Ia menjelaskan sesuai perintah MK dalam dua tahun setelah putusan ini dibacakan, organisasi advokat juga sudah harus melaksanakan kongres bersama. "Tapi kongres ini tidak terlaksana. Sehingga seharusnya diselesaikan di peradilan umum. Tapi penyelesaian ini juga tidak pernah dilaksanakan oleh organisasi yang ada," lanjut Abraham.

Lalu KAI pun melayangkan putusan MK tersebut pada pejabat tinggi negara tapi tidak ada tanggapan responsif dari 2011 hingga kini. Sampai pada akhirnya persoalan ini berkepanjangan dan advokat KAI dilarang beracara di pengadilan. Mereka pun telah meminta penetapan dari majelis hakim pengadilan negeri tapi tidak pernah dikabulkan. Sebab dianggap dampaknya akan menjadi besar bila penyumpaham dilaksanakan oleh organisasi advokat yang tidak diakui.

Selanjutnya, dalam petitumnya ia meminta agar Pasal 4 Ayat (1) dan Ayat (3) UU Advokat tidak dimaknai sebagai hak mutlak pengadilan tinggi di wilayah domisili hukumnya. Mereka juga meminta pasal tersebut dimaknai bahwa penyumpahan advokat adalah kewajiban dari organisasi advokat masing-masing dengan segala akibat hukumnya.

Pemohon lainnya, Johny Bakar mengatakan polisi disumpah oleh polisi, jaksa juga disumpah oleh jaksa, sehingga seharusnya advokat yang juga penegak hukum disumpah juga dengan sesama advokat. "Jadi masing-masing sajalah. Kenapa kami harus disumpah pengadilan tinggi," ujarnya usai sidang pengujian.

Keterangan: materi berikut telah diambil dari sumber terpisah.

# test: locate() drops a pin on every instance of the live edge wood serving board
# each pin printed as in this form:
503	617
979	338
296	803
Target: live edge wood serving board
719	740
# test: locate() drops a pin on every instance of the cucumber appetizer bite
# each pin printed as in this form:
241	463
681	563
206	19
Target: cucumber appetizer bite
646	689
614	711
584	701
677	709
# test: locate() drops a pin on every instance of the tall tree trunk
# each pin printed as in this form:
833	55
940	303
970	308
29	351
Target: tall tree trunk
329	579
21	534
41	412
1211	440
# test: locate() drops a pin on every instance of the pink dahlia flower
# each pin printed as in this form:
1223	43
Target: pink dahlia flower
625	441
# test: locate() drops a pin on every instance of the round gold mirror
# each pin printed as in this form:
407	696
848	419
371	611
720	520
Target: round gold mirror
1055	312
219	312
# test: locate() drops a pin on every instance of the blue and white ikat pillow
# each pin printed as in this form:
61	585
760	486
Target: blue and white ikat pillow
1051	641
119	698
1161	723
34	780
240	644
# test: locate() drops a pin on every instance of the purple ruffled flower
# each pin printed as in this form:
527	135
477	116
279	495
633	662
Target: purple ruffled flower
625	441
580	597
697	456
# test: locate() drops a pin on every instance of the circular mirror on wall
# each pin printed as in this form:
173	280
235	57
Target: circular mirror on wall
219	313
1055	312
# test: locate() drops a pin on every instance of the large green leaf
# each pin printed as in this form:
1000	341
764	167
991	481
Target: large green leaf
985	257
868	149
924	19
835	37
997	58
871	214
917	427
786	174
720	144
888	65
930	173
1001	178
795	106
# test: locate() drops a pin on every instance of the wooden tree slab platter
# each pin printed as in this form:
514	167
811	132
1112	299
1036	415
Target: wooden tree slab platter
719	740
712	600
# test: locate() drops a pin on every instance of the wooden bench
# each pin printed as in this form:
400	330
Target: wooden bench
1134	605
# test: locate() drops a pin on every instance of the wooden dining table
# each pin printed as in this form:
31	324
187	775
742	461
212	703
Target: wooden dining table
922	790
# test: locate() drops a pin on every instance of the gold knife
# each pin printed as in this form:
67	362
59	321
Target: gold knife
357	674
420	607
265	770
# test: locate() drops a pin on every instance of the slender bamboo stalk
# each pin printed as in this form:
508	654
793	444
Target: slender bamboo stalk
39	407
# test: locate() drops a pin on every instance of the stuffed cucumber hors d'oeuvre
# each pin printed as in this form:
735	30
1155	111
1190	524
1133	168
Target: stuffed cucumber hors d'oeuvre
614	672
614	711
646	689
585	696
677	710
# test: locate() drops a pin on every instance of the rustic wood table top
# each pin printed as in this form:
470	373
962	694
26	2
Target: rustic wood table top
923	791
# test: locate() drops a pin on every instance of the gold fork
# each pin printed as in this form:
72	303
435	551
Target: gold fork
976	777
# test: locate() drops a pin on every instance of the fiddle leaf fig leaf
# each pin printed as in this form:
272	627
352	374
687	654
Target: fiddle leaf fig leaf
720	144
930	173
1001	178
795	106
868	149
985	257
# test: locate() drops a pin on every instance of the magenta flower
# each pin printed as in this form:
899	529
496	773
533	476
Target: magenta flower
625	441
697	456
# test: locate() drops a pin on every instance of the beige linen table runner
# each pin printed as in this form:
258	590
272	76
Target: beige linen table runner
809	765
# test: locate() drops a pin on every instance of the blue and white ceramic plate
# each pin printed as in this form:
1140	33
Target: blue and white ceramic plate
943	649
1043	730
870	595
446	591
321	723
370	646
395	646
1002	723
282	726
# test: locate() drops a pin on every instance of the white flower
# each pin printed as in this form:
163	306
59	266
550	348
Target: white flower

Menanggapi permohonan pemohon, Hakim Konstitusi Suhartoyo mengatakan berdasarkan putusan yang sudah ada oleh MK, sebenarnya sudah ada akses untuk memberikan jalan keluar terkait masalah penyumpahan. Sehingga persoalannya ada pada faktor implementasi. "Jadi soal bagaimana petinggi organisasi yang menjadi bagian dari unsur Peradi dan KAI mau dipadukan tidak ada titik temu," ujar Suhartoyo pada kesempatan yang sama.